Yokoth: I mean us. It was supposed to be us. Glythur and I, together. But my love - They shut the riff before he could make it through.
Sound familiar? Rift doors are notoriously single entry/exit only! People are always getting left behind! Mary from the boys, Jack from Kaia and the boys, Claire from Kaia, Lucifer left Michael behind, now Dean is separated from Sam. The monster’s primary motivation was to be reunited with her partner, and her “family” pulled her back first chance he got rather than have the rift separate them again so who’s guessing that Sam is going to have to go after Dean?
A Devil’s Bargain
Curiously, this episode showed a couple of devil’s bargains ending in disaster. Ketch’s bargain with Asmodeus upended. Why did Ketch think a Prince of Hell would honor contract terms anyway? Honor among thieves doesn’t apply when one of them is an ancient evil. The parallel story was the unfortunate MoL great-grandfather who came back from the war insane (a nod to the insanity thread) and thought he could save this world by opening a door to another world, letting the monsters loose. Doesn’t anyone ever open a door to those paradise realms Jack and Derek (the Native American dream walker) saw? Obviously, tentacles and screaming ensued and the schemer’s plan ended in the death of both the MoL chapter and most everyone in it. In this episode, both villains (Asmodeus and the grandfather) thought another universe held the key to power over this world.

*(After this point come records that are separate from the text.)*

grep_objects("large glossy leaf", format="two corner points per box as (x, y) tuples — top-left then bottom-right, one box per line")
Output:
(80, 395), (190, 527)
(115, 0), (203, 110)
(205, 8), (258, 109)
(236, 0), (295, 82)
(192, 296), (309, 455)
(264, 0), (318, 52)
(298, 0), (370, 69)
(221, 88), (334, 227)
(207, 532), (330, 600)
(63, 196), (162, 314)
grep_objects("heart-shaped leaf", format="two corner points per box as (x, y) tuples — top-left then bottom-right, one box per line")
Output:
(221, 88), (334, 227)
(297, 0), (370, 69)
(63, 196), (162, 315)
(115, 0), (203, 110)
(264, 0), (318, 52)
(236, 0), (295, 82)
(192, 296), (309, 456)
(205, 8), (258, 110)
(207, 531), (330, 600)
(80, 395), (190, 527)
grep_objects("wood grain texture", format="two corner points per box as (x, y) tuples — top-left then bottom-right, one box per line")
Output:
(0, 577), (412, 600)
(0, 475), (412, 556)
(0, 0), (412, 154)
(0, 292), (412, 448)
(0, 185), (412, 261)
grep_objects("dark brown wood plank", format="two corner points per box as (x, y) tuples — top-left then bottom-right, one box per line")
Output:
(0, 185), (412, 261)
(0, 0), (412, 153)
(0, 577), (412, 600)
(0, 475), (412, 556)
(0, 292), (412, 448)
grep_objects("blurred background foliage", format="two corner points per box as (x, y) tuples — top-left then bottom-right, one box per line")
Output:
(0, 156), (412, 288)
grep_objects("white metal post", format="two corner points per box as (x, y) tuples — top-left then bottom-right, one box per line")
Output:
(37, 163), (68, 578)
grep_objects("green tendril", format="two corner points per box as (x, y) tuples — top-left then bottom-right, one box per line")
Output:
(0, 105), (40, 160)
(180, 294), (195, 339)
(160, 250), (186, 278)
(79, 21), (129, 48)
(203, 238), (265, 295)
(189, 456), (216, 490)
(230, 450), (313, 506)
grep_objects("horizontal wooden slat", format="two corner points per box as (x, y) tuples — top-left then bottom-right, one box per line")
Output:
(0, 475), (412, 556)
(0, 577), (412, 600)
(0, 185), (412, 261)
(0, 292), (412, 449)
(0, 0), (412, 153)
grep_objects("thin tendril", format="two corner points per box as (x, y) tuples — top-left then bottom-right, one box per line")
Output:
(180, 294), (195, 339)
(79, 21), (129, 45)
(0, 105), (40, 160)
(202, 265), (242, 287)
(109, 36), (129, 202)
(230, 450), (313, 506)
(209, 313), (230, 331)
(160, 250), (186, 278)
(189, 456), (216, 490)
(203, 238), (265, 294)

It was only a side conversation, but the demon guards were looking at a cat video! Of course, what was the cat doing in the video? Sleeping in sunlight, just like Castiel when he woke up in the meadow and soaked in the sun!
Look, you just click on the kitty video. It loads just like that. Look! Napping in a sunbeam! Look at him! Look at this little guy. His little hat! Oh, yeah. I love cats.

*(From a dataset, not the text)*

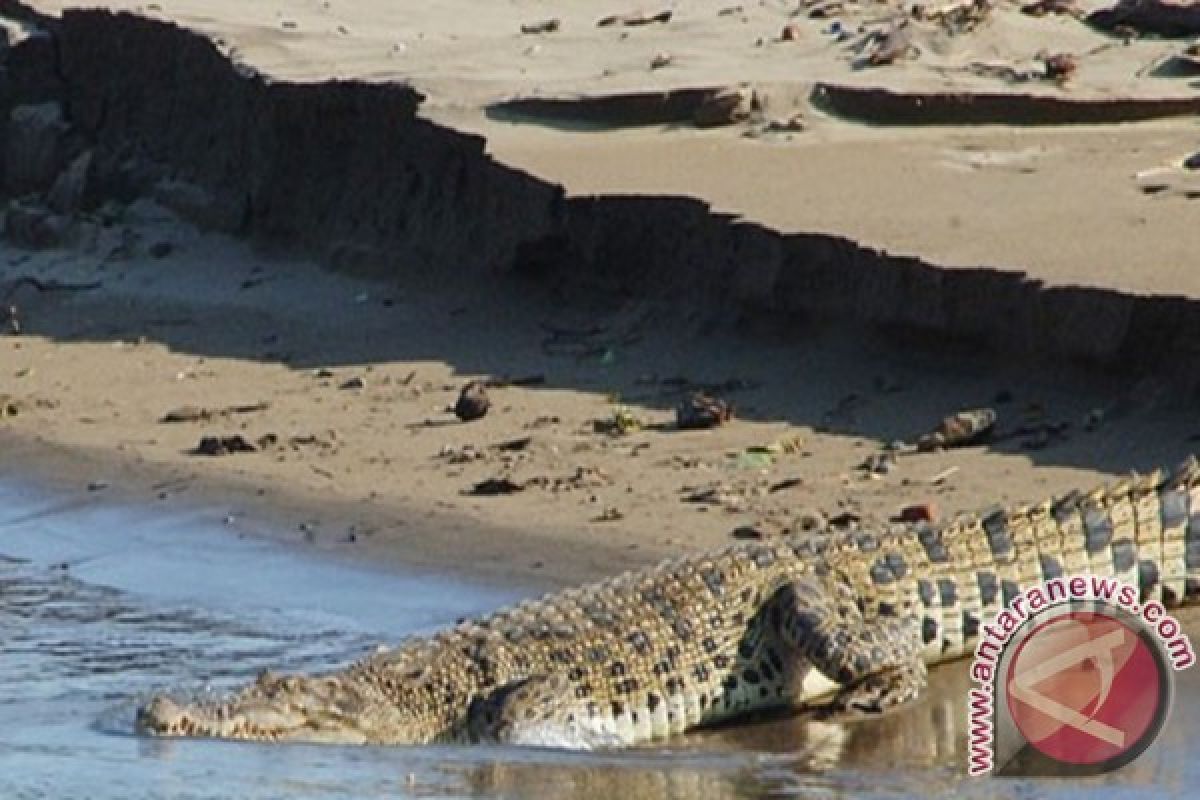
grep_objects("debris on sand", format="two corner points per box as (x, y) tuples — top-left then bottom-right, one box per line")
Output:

The flirting going on in the diner between the soon-to-be-dead boy and the waitress supplied another animal reference but probably more importantly (because I just don’t know the significance of all these references to animals!), it foreshadowed one person making decisions for another:
Amy: Hey, Buck. Have you decided what you want?
Buck: Yeah. I'd like to try something different.
Waitress: Poor Buck. He comes in here bird-dogging after Amy, and she won't give him a simple yes or no.
Buck: Well, whatever you think, Amy. I mean, you know better than me.
Buck tried expressing himself and exerting his free will when he objected to going outside to investigate the disappearance of the shadowy figures, yet he did what his girlfriend wanted anyway, succumbing to her will. He should have stuck up for himself because giving in led to his death.
Then there were the lobster rolls and clam cakes! What, by the way is “Buffalo billing chicks”? Of course, tentacle monster was a big example of the animal thread! Ewww!
- Title Thread. xoferew commented last week that the word “thing” appeared far more often than normal. Nice catch! It may have been a lead into this week’s episode.
- Jinkies! Yay for the callback to Scooby!
- Leaps and Ladders, Hells’ waiting room reading material, may have referred back to the ladder the boys didn’t use and the leap they did use to get into the chapter house. Any other hidden Easter eggs there?
I thoroughly enjoyed "The Thing". It ignited the fuse for the remainder of the season with flair. I’m anxious to hear your theories (“Threads” is a spoiler free review but comments are open so please give spoiler warnings in the comments if you want to quote rumors.) and I can’t wait to see what happens next!